Here are three small things every parent can do to reduce their carbon footprint. As a bonus, all of these strategies are also money savers. How’s that for two birds with one stone?!

1. Invest in a cloth swim nappy.

Cloth nappies and cloth wipes, in general, are awesome but if you aren’t sure about making the switch to full time cloth, a cloth swim nappy is so easy, so convenient, and so economical. You just throw it in the wash with the swimsuits and towels, My daughter has so far never pooped in her swim nappy but should that ever happen, you just have to get the poo into the toilet somehow before washing it (note -for babies exclusively breastfed that haven’t started on solids, you don’t have to do this – the poo is water solluble and can go through the wash). We have a little scrubby brush for doing this with her normal nappies. It sounds disgusting but it’s really not a big deal.

 

2. Simplify your dinners so that your baby can eat what you eat.

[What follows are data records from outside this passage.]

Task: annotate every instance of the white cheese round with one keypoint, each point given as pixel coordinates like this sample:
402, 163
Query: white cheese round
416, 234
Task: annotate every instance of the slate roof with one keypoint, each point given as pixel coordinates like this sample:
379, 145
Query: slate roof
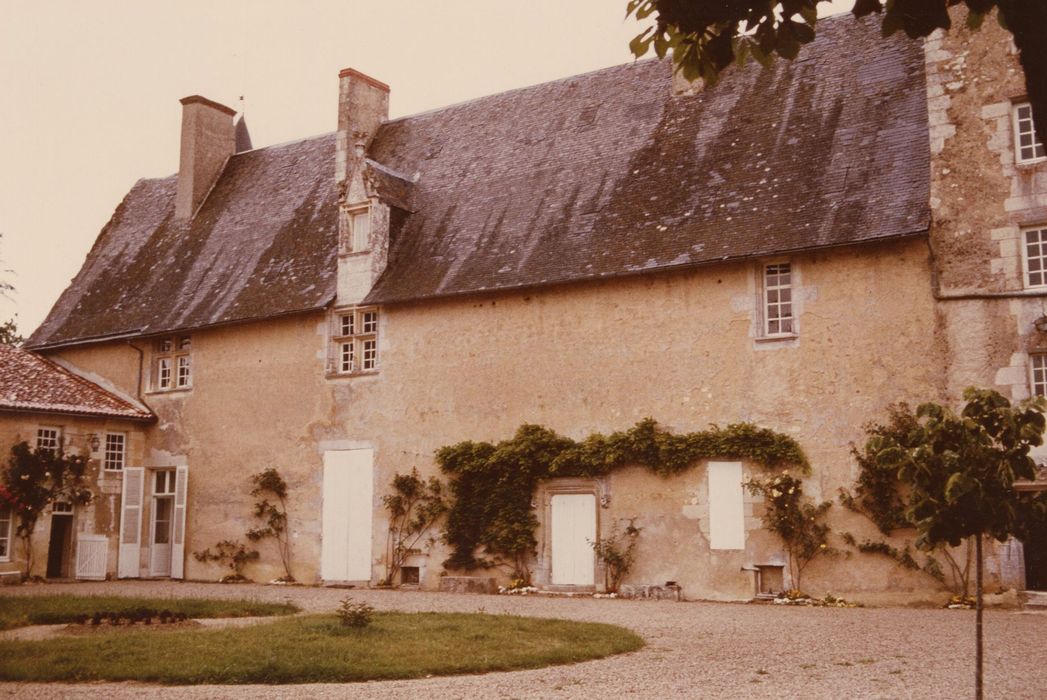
594, 176
605, 174
264, 244
29, 382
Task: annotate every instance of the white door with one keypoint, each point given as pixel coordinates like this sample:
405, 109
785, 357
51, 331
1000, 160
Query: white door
131, 510
347, 518
161, 522
574, 529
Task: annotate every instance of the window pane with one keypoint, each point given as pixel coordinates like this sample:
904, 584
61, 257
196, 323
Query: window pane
184, 371
361, 230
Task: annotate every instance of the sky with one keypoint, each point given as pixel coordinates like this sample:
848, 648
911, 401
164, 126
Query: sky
89, 91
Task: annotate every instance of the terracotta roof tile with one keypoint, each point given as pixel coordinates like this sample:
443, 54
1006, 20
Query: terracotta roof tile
29, 382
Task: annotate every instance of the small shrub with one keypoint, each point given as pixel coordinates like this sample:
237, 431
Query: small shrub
355, 614
234, 555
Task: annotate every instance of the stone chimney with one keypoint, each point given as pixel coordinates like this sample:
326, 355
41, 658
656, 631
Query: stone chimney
363, 104
208, 139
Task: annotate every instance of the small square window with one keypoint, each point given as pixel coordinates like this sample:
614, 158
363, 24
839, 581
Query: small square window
173, 363
1038, 375
115, 451
355, 341
778, 317
48, 438
1034, 247
1027, 147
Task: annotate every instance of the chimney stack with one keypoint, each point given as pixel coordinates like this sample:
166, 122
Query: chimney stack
208, 139
363, 104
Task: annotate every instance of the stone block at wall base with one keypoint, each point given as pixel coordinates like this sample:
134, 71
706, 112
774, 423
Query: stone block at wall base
468, 585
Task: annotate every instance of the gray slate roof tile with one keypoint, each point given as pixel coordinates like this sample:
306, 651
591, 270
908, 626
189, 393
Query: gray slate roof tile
594, 176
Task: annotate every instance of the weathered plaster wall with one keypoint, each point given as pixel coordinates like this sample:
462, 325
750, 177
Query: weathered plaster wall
98, 517
680, 347
255, 389
981, 198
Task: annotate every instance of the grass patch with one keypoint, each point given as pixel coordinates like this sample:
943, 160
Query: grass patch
23, 610
317, 649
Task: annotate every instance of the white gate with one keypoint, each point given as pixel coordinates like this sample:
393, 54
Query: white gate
573, 531
347, 517
91, 552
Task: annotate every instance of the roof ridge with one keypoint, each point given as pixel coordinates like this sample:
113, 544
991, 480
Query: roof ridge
83, 381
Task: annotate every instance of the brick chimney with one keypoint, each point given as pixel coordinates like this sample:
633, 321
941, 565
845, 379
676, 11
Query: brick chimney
363, 104
208, 139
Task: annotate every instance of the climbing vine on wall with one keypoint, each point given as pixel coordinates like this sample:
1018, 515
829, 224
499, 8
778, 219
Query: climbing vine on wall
492, 484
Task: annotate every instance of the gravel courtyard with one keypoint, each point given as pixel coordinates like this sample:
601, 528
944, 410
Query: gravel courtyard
694, 650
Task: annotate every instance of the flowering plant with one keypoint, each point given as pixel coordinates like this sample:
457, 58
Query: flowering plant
793, 517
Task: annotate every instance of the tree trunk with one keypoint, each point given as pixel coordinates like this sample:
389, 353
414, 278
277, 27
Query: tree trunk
979, 653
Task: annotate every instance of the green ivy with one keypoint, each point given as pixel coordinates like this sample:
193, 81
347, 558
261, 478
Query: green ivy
492, 484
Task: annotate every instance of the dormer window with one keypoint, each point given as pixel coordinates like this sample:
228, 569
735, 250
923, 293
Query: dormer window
355, 341
1027, 147
173, 363
355, 233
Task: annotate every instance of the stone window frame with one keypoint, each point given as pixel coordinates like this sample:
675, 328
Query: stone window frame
48, 437
349, 233
6, 516
172, 364
1038, 374
1022, 116
114, 452
764, 302
1040, 258
354, 341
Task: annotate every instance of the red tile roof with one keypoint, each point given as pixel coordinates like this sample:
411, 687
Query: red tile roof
29, 382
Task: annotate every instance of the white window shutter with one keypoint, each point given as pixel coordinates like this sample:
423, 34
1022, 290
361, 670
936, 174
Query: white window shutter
178, 539
91, 550
130, 552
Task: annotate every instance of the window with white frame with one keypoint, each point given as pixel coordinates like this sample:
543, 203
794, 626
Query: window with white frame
1027, 147
1038, 374
778, 319
173, 363
48, 438
355, 340
355, 233
1034, 254
5, 533
115, 451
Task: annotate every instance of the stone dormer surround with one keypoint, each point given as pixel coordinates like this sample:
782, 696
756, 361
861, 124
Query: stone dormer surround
362, 108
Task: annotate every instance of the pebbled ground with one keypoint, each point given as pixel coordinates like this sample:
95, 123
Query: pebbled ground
694, 650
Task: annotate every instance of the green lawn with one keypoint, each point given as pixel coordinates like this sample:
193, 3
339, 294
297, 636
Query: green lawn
22, 610
316, 649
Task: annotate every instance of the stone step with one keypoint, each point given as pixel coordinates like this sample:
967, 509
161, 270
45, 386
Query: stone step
1036, 599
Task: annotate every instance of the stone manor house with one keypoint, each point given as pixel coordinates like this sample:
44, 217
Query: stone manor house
798, 247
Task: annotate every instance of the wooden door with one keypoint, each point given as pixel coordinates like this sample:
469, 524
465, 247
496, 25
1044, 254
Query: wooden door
347, 515
573, 533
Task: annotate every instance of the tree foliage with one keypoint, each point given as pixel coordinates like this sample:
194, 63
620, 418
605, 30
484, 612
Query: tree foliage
492, 486
957, 473
706, 37
35, 479
269, 483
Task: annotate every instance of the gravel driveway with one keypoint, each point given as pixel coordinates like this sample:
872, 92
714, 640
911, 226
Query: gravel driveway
694, 650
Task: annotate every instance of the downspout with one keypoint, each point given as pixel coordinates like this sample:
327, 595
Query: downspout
141, 363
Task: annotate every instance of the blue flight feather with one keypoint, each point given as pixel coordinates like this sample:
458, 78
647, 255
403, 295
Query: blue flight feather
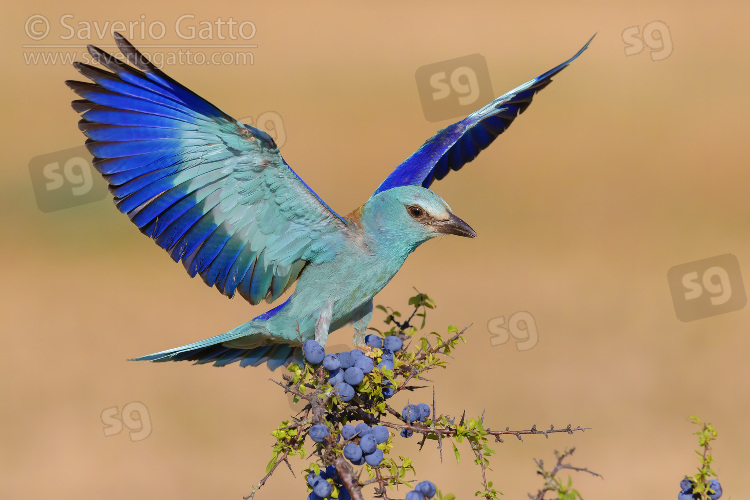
457, 144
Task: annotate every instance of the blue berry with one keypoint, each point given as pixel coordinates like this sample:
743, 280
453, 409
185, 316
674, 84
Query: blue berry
717, 490
348, 432
381, 433
353, 376
345, 391
386, 363
362, 429
427, 488
374, 341
686, 485
363, 363
375, 457
336, 376
312, 478
318, 433
424, 411
352, 452
392, 343
331, 362
314, 352
410, 413
323, 488
345, 359
368, 444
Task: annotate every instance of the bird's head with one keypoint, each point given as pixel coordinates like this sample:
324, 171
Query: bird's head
411, 215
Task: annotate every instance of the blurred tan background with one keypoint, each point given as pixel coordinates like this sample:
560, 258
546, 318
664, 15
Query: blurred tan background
622, 168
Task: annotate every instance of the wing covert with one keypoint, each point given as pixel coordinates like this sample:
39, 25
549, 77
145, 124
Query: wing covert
216, 194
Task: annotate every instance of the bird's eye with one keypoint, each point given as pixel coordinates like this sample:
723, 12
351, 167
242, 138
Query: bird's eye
415, 211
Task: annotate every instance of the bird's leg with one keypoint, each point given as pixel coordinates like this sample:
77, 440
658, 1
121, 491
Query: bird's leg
360, 324
324, 322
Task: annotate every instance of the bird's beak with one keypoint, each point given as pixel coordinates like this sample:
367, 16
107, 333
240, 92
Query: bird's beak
454, 225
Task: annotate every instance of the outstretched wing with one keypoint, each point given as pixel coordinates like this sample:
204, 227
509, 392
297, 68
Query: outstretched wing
213, 192
456, 145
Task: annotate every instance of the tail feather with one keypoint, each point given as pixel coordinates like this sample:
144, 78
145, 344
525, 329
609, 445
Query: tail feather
266, 348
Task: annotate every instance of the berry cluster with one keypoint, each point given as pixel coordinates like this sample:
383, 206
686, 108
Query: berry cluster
347, 369
363, 447
686, 490
364, 443
325, 484
421, 491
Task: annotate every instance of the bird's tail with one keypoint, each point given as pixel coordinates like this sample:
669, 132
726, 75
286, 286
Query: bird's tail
260, 348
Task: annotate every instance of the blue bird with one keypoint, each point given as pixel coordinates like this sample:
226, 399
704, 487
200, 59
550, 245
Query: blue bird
217, 195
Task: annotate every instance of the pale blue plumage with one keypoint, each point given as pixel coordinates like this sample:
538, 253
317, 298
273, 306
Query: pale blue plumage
218, 196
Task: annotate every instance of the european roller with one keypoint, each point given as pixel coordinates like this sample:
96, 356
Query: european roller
217, 196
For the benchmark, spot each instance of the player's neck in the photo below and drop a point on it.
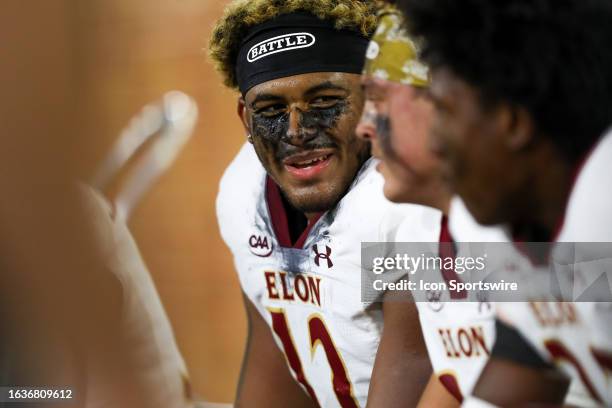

When you’re really busy, the thought of making your own baby food can feel like such a chore (seriously – lugging out the food processor can be such a pain in the rear) but if you just aim to cook meals that have things your baby can eat anyway (roast veggies you can mush with a fork, risotto, small pasta pieces, sliced avocado, etc.) it’s not a drama to just make a little extra and then freeze small portions for other times. Or you could even consider baby lead weaning where you skip the mushy ‘baby food’ thing all together. It’s worth a google.

 

3. If you do decide to purchase baby food, go for the glass jars.

At least with the glass jars, you have some options. You can re-use them to store your leftover baby-friendly meals (yes, you can freeze jars), you can up-cycle them into other things like these super cute picture frame magnets which the grandmas in my family are toootally getting at Christmas or to organise like a boss.   And of course, with jars, you always have that option of chucking them into the recycling bin.